Rio de Janeiro

violência religiosa

Criminosos quebram imagem de Exu e deixam bíblia em invasão a terreiro de umbanda no Rio

Campanha de arrecadação busca recuperar prejuízos materiais: "nada restou", disse mãe de santo

Brasil de Fato | Rio de Janeiro (RJ) |
Rio de Janeiro registrou 499 denúncias de intolerância religiosa no último ano - Reprodução/Redes sociais

Na madrugada da última terça-feira (28), o terreiro de umbanda Casa de Caridade Caboclo Pena Dourada foi alvo de invasão no bairro do Maracanã, zona norte do Rio de Janeiro. Criminosos roubaram objetos e destruíram imagens sagradas de orixás. No ataque de intolerância religiosa, uma bíblia foi deixada na porta do terreiro.

A dirigente do espaço, mãe de santo Fernanda Franco, foi às redes sociais lamentar o caso de violência. Sem conter a dor, ela disse que um filho de santo que mora próximo ao local viu a casa arrombada e avisou aos demais integrantes.

"Essa noite nós fomos invadidos. Arrombaram os portões, as janelas, levaram ar-condicionado, ventiladores, geladeira, destruíram tudo. Está tudo revirado. Quebraram torneiras, a casa ficou alagada. Nada restou", disse Fernanda.

Intolerância religiosa

O Disque 100 registrou um total de 2.472 denúncias de intolerância religiosa em todo país no último ano. O Rio de Janeiro concentrou 499 casos, atrás apenas de São Paulo, que teve 618. 

"Quebraram a imagem de Exu. Ainda deixaram uma bíblia na porta. Não sei como a gente vai conseguir reconstruir tudo, não tem mais nada", disse a liderança religiosa da casa de umbanda aos prantos. O caso foi registrado na Delegacia de Combate a Crimes Raciais e Delitos de Intolerância (Decradi).

Em resposta ao caso, a gerência para Povos e Comunidades Tradicionais da Secretaria Municipal de Meio Ambiente e Clima da Prefeitura do Rio anunciou a inclusão do terreiro no Programa Casas Ancestrais.

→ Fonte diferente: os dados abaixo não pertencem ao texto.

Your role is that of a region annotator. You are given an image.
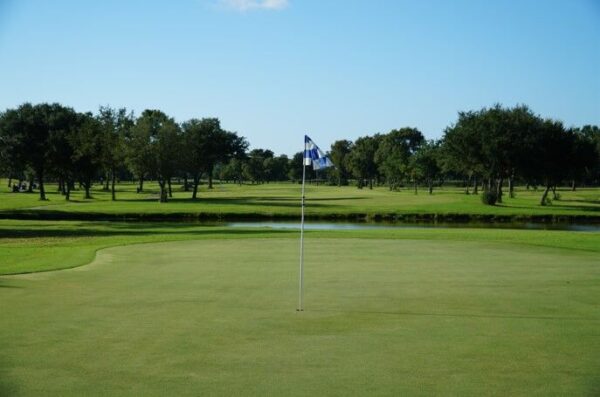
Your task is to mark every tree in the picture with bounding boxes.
[569,125,600,186]
[3,103,81,200]
[375,128,425,190]
[67,113,103,199]
[0,109,27,187]
[219,158,245,185]
[329,139,352,186]
[348,134,381,189]
[182,118,248,199]
[126,110,159,192]
[409,141,441,194]
[244,149,273,183]
[527,119,575,205]
[97,106,134,201]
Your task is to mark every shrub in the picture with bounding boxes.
[481,190,498,205]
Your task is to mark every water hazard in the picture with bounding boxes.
[224,221,600,232]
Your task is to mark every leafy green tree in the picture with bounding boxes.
[183,118,248,198]
[348,134,381,189]
[219,158,244,185]
[375,128,425,190]
[97,106,135,201]
[329,139,352,186]
[526,119,575,205]
[576,124,600,184]
[0,109,27,187]
[3,103,80,200]
[66,113,103,199]
[125,110,157,192]
[142,110,183,203]
[409,141,442,194]
[244,149,274,183]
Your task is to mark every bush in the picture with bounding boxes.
[481,190,498,205]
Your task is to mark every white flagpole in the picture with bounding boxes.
[296,142,306,312]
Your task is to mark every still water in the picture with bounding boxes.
[224,221,600,232]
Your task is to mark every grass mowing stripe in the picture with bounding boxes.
[0,220,600,274]
[0,235,600,396]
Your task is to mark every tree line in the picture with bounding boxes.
[0,103,600,205]
[331,105,600,205]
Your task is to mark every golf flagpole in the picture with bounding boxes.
[296,135,333,312]
[296,147,306,312]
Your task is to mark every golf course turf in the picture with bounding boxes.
[0,234,600,396]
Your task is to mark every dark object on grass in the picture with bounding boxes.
[481,190,498,205]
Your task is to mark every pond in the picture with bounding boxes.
[224,221,600,232]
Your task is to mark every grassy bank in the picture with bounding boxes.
[0,220,600,274]
[0,237,600,396]
[0,183,600,222]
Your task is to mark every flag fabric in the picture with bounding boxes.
[304,135,333,170]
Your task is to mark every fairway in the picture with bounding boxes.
[0,238,600,396]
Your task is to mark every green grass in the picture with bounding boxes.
[0,220,600,275]
[0,237,600,396]
[0,181,600,219]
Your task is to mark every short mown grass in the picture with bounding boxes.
[0,181,600,220]
[0,237,600,396]
[0,220,600,274]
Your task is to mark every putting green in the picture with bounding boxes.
[0,238,600,396]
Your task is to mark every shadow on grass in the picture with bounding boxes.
[0,224,298,239]
[0,277,23,288]
[310,309,600,322]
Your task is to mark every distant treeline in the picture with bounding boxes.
[0,103,600,205]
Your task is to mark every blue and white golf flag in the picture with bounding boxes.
[304,135,333,170]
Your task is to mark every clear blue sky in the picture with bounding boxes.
[0,0,600,154]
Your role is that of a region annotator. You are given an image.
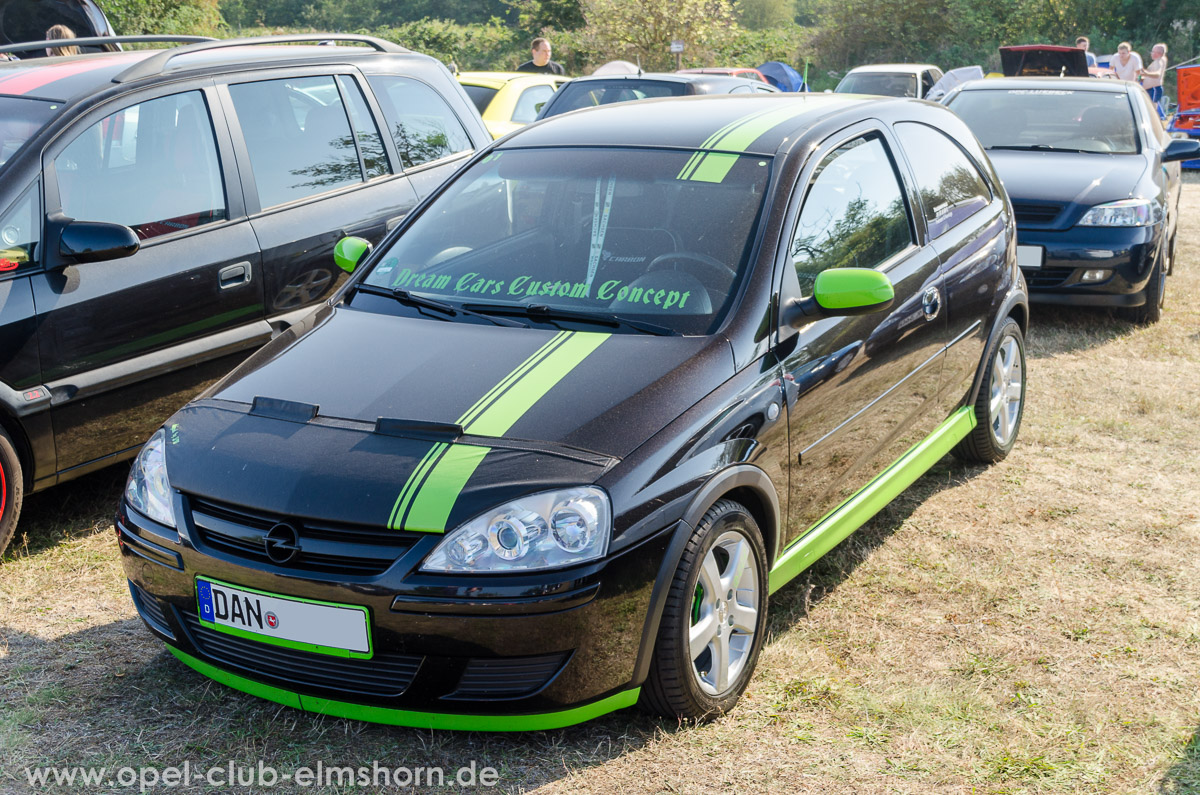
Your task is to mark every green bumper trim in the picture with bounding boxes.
[388,331,611,533]
[769,406,976,593]
[167,646,641,731]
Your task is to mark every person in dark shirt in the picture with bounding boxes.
[517,36,566,74]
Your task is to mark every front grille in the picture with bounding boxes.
[188,497,415,576]
[176,610,424,698]
[130,580,175,640]
[1013,202,1062,226]
[445,652,570,700]
[1021,268,1075,288]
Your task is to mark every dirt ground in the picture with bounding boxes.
[0,180,1200,794]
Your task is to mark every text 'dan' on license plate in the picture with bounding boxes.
[196,578,371,657]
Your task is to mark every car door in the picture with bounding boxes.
[780,124,946,543]
[218,70,416,317]
[31,84,270,472]
[893,121,1010,416]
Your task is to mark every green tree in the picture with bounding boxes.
[582,0,738,68]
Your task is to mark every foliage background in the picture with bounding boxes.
[91,0,1200,90]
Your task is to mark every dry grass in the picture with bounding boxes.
[0,183,1200,794]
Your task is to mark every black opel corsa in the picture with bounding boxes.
[116,95,1027,730]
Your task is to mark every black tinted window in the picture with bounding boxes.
[229,77,362,208]
[792,137,912,295]
[337,74,391,179]
[368,76,473,168]
[54,91,226,239]
[895,122,991,238]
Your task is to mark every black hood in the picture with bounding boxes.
[988,149,1146,207]
[167,307,733,532]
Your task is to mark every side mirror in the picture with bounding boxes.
[334,238,371,274]
[781,268,895,328]
[59,221,142,263]
[1163,138,1200,163]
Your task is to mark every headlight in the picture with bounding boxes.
[125,428,175,527]
[1076,199,1163,226]
[421,486,612,572]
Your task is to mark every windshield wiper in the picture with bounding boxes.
[354,283,528,328]
[463,304,679,336]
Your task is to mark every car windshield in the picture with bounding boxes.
[0,96,62,168]
[838,72,917,96]
[949,88,1139,155]
[548,79,688,115]
[365,148,770,334]
[462,83,499,113]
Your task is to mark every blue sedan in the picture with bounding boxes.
[946,78,1200,323]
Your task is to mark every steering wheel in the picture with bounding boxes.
[646,251,738,287]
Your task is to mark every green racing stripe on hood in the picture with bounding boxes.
[388,331,610,533]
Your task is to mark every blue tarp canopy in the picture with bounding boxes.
[758,61,809,91]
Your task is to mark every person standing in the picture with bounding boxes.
[46,25,79,55]
[1141,42,1166,119]
[1075,36,1096,66]
[1109,41,1142,82]
[517,36,566,74]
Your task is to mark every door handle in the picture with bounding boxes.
[920,287,942,321]
[217,262,251,289]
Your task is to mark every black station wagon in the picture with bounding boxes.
[116,95,1027,730]
[0,36,491,551]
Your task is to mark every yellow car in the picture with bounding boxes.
[457,72,569,138]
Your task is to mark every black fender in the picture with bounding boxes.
[962,271,1030,406]
[634,464,782,685]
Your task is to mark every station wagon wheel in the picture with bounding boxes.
[642,500,767,719]
[954,317,1025,464]
[0,430,24,555]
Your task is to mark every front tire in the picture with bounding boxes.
[0,430,25,555]
[954,317,1025,464]
[641,500,768,721]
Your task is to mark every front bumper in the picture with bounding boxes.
[116,496,672,730]
[1016,223,1163,306]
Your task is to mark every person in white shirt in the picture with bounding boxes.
[1109,41,1142,80]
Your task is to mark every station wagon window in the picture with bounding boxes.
[791,136,912,295]
[337,74,391,179]
[367,76,474,168]
[0,184,41,279]
[895,121,991,239]
[54,91,227,240]
[229,77,364,209]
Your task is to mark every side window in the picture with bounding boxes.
[229,77,364,209]
[0,183,42,276]
[367,74,474,168]
[54,91,227,240]
[512,85,554,124]
[791,136,912,295]
[895,121,991,239]
[337,74,391,179]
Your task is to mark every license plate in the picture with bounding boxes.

Para o filósofo e sacerdote de umbanda Rodrigo Queiroz, o caso configura um flagrante racismo religioso.

"O que aconteceu não foi um simples ato de vandalismo, foi um ataque direcionado com claro objetivo de apagar a espiritualidade afro-brasileira. O fato de deixarem a bíblia no portão não pode ser ignorado. Isso reforça uma lógica perversa de dominação onde uma fé tenta se impor sobre a outra".

Ao Brasil de Fato, o autor do livro "Entidades da Umbanda" (Citadel Editora), disse que o ataque tem raízes que se conectam com o discurso fundamentalista. O ideal prega eliminar a diversidade religiosa a uma única visão de mundo, disse Pai Rodrigo Queiroz.

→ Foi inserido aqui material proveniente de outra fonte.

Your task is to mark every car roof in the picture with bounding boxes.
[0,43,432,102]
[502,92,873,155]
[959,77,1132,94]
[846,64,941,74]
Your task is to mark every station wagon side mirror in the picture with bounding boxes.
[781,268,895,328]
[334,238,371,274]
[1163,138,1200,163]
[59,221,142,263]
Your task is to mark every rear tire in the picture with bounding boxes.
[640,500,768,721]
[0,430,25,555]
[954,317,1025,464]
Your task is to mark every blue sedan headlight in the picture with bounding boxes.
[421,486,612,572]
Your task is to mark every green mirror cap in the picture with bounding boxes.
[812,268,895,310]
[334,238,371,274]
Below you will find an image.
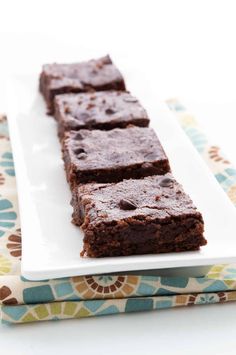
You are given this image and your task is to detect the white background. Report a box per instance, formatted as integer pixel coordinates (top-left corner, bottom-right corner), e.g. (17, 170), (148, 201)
(0, 0), (236, 355)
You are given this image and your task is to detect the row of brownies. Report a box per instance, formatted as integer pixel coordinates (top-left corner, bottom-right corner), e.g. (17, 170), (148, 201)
(40, 56), (206, 258)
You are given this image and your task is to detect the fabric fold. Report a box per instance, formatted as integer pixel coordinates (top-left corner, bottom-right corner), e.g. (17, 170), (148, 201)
(0, 99), (236, 324)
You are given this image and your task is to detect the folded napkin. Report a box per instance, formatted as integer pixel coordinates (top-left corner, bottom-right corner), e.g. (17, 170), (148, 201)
(0, 100), (236, 323)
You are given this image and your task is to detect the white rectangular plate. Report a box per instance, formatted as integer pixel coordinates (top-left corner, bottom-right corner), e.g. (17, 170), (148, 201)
(7, 71), (236, 280)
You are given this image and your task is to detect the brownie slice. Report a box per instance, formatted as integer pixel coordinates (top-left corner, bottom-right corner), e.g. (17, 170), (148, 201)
(40, 56), (125, 113)
(72, 173), (207, 258)
(62, 126), (170, 188)
(55, 91), (149, 138)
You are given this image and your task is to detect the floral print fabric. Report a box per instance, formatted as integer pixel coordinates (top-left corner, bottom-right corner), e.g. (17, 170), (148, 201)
(0, 100), (236, 323)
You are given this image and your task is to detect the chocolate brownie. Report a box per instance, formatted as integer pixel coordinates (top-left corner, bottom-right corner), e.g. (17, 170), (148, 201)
(40, 56), (125, 113)
(72, 173), (207, 258)
(55, 91), (149, 137)
(62, 126), (170, 188)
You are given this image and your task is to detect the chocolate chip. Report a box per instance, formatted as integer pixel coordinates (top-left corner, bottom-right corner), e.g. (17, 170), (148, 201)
(74, 148), (85, 154)
(160, 178), (173, 187)
(124, 97), (138, 102)
(74, 133), (83, 140)
(142, 163), (153, 169)
(119, 198), (137, 210)
(105, 108), (116, 115)
(77, 153), (87, 160)
(87, 103), (95, 110)
(80, 112), (90, 121)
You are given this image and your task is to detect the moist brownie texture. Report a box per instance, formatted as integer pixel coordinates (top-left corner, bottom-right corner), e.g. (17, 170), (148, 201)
(40, 56), (125, 113)
(72, 173), (206, 257)
(55, 91), (149, 137)
(62, 126), (170, 189)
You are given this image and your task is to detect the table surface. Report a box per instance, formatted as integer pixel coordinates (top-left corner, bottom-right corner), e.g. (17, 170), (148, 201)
(0, 0), (236, 355)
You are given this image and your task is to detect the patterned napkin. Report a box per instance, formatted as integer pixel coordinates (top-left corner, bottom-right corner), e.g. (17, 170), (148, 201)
(0, 100), (236, 323)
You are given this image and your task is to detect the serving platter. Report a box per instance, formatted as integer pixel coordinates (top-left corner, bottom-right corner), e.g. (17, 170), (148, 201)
(7, 72), (236, 280)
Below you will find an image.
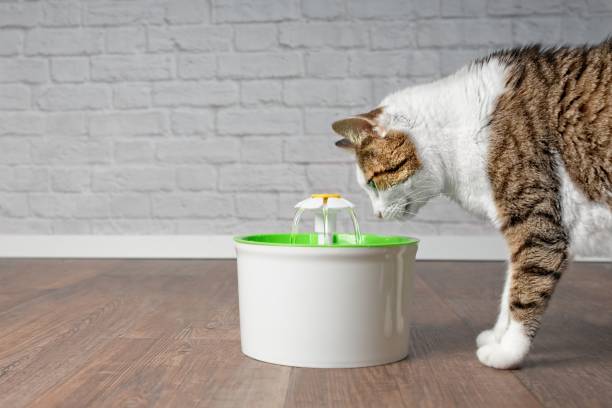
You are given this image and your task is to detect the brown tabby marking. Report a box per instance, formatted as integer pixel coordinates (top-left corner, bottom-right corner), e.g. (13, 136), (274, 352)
(332, 107), (421, 190)
(488, 40), (612, 336)
(356, 131), (421, 190)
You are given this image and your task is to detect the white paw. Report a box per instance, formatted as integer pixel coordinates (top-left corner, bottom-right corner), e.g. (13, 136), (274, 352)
(476, 322), (531, 370)
(476, 329), (498, 348)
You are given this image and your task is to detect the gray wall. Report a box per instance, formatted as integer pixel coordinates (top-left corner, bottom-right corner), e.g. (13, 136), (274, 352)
(0, 0), (612, 235)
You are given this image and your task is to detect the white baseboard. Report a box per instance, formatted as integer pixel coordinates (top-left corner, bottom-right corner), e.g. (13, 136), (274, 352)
(0, 235), (611, 262)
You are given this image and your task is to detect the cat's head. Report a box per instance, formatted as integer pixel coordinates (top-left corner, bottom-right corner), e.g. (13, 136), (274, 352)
(332, 108), (440, 219)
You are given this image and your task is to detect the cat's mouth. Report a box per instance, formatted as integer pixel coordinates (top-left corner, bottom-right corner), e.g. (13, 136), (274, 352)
(379, 199), (416, 220)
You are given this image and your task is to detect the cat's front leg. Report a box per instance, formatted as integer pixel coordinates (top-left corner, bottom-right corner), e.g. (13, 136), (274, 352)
(476, 267), (512, 348)
(477, 220), (568, 369)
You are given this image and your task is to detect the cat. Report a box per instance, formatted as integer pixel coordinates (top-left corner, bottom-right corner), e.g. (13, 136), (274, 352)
(332, 37), (612, 369)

"Não podemos tratar como crime comum. Penso que esse ataque faz parte de algo muito maior, um movimento que tenta deslegitimar e perseguir as religiões de matriz africana. O mais grave é que muitas vezes o Estado se omite, não investiga e não protege os terreiros como deveria", conclui.

Campanha de reconstrução 

A comunidade religiosa da Casa de Caridade Caboclo Pena Dourada criou uma campanha de arrecadação online para recuperar os danos materiais. O prejuízo com a destruição do espaço físico e eletrodomésticos ficou avaliado em R$ 20 mil. A casa também realiza trabalhos sociais e distribui cestas básicas.

Os invasores levaram dez ventiladores de parede, dois ventiladores de mesa, um ventilador de torre, quatro ar-condicionados, duas geladeiras, um freezer, o expositor de salgados, um fogão industrial, um micro-ondas, um botijão de gás, a máquina de lavar, um televisor, um computador, dois ventiladores de teto, um filtro de água, diversos disjuntores, tomados e holofotes.

"Este terreiro não é apenas um local de culto; é um refúgio para aqueles que buscam conforto, orientação e conexão com o divino. É um espaço onde celebramos a vida, honramos nossos ancestrais e ajudamos aqueles que precisam de apoio espiritual e emocional. Ver tudo isso destruído é uma dor imensa para toda a nossa comunidade", diz o texto da campanha.